ただ、そのウェブ上で過去に実行した行為と次に実行する行為の間にあるリアルな出来事を判別する仕組みがないと、思うような結果は取得できないのではないかという。



それについて、具体的にどうすればいいかということは、本書には述べられていないが、このリアルとウェブの相互間の情報連携は充分にありえる話ではないかと思う。



例えば、「ナイキとiPod」の連携。ナイキのシューズに取り付けられたセンサーで、走行距離などの情報がiPodを通じて電子データで記録され、ウェブ上にアップロードすることが出来る。

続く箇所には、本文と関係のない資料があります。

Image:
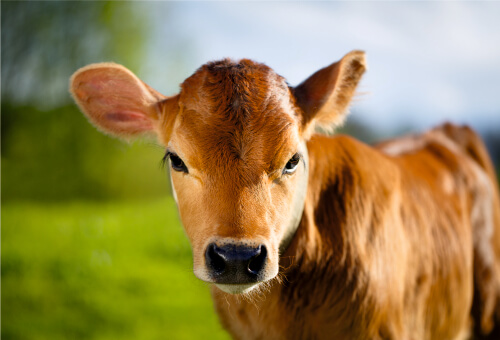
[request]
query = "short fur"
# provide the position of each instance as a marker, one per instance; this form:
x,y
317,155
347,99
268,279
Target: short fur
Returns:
x,y
396,241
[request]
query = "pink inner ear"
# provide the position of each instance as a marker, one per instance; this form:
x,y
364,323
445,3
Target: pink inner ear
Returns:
x,y
126,116
132,121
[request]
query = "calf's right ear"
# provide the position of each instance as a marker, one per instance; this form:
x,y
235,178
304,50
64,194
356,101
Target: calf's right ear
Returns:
x,y
117,102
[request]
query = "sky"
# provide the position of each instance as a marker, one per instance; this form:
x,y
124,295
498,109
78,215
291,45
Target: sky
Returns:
x,y
428,62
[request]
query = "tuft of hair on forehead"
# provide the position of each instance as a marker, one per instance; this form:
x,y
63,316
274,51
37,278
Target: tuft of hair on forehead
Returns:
x,y
237,89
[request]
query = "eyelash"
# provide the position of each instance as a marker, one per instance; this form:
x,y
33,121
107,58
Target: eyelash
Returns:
x,y
176,162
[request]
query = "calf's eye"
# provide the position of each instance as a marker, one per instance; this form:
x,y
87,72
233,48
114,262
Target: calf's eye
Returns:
x,y
292,164
176,162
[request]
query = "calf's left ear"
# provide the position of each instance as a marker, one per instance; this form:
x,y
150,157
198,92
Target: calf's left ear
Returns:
x,y
324,97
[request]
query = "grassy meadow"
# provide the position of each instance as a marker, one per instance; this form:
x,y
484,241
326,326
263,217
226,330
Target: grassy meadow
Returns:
x,y
89,270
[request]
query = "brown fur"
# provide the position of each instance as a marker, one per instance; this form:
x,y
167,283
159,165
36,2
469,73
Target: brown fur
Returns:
x,y
396,241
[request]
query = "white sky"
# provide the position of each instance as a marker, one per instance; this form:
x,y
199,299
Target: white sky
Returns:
x,y
428,61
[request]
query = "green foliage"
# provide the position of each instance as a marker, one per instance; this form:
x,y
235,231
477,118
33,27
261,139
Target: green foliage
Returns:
x,y
57,155
44,42
100,271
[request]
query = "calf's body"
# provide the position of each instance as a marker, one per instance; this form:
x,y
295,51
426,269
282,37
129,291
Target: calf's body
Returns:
x,y
384,250
312,237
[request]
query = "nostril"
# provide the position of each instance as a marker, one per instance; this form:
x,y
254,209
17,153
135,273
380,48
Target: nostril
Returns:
x,y
258,261
214,260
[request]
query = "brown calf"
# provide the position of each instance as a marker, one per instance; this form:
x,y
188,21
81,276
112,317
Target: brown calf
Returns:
x,y
311,237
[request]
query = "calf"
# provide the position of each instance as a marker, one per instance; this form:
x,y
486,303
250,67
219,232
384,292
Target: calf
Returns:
x,y
305,236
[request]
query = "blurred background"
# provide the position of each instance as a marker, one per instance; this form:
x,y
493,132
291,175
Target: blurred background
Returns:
x,y
91,243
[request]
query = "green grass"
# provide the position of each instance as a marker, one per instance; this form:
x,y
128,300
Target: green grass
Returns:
x,y
101,271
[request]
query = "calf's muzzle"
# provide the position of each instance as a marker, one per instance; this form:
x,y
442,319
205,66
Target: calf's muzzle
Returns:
x,y
235,263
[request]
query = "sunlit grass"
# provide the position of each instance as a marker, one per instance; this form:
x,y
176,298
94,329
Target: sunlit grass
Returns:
x,y
100,271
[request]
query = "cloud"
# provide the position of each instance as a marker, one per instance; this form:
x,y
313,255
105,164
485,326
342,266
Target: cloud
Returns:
x,y
428,61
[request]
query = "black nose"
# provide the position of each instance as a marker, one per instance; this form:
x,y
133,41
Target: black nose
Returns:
x,y
233,264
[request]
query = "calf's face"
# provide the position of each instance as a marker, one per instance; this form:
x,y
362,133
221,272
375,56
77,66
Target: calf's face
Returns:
x,y
235,139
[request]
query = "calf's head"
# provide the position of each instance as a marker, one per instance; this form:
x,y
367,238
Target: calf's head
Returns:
x,y
235,138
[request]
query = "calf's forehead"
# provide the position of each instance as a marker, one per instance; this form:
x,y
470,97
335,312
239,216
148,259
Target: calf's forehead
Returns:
x,y
236,114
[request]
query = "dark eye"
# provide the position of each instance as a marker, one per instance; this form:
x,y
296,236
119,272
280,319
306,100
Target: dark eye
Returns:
x,y
292,164
177,163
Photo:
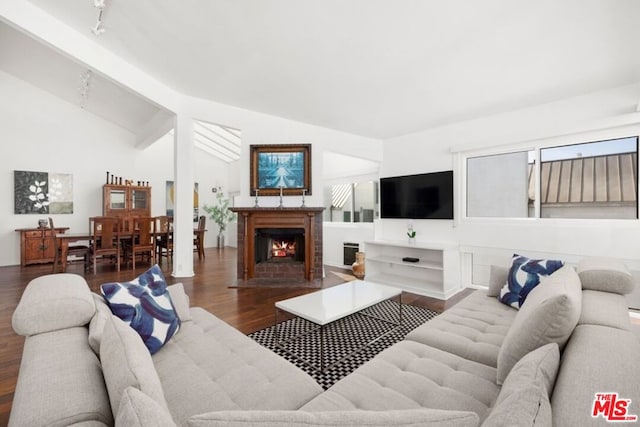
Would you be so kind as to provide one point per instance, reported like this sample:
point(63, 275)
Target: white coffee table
point(329, 305)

また、クレジットカードやsuicaなどの記録も電子化されているので、それにより1人1人の行動特性が把握できる。携帯電話の通話記録なんかも、充分履歴として残される。



更には、ユビキタスといわれる、家電製品のネットワーク接続などにより、どのような食材をいつ冷蔵庫から取り出したとか、電子レンジで何を作ったなんていうのも、わかるかも知れない。



個人のプライバシーの保護という問題もあるかと思うが、これらを取りまとめるプラットフォームが出来れば、情報がシームレスにつながる。そうすることで、行動思考や意思決定などを分析することで、心理的な観点からその先の行動を読むことは可能であろう。



もしかしたら、これが「WEB3.0」の姿なのかもしれない。

ここまでユビキタスになると、瞬時に何千人というデータサンプルが集まってくる。それらを分析し、精査することで精度も直ぐに上げることが出来る。



これは、非常に魅力的である一方、偶然性というものが生活になくなってしまう。確実に欲しい情報が検索エンジンで見つかったら、偶然の出会いはなくなってしまうのではないだろうか。



脳というのは、不確実なものに対して刺激される。絶対的な安全はリラックスを生むが、刺激はない。果たして、それが実現した時に、本当に便利なんだろうか。



自分は良く本屋をぶらぶらするが、これは予期せぬ本に出会えるからだ。今のアマゾンでは人気のある書籍や、目的に沿った書籍しか見つけることができない。だから、2週間に1度くらいは、本屋を散歩しなければ、知的好奇心は育たないという恐怖心がある。



もしかしたら、そのように機械的になりすぎている部分に、人間的要素を取り入れるという意味で、佐々木氏は「心理的」というキーワードを使っているのかも。



まあ、ウェブサービスに関わらず、従来の論理的なアプローチが意味をなさなくなっているので、今の世の中は心理学を知らないと、仕事をするのに不便になってきている。



そんな原則を取り上げた一冊なのかとも感じた。





で、個人的にはこの書籍は佐々木氏の書いたものの中で一番好きだ。

ジャーナリストからの視点は、企業側の視点からこの世界を見てしまう自分には、とても新鮮で、更には内容がとてもわかりやすい。



科学的なアプローチが好きな自分には、最初はその視点に抵抗があったが、何冊も氏の書籍を読むことで徐々にその視点に慣れてきたのかも知れない。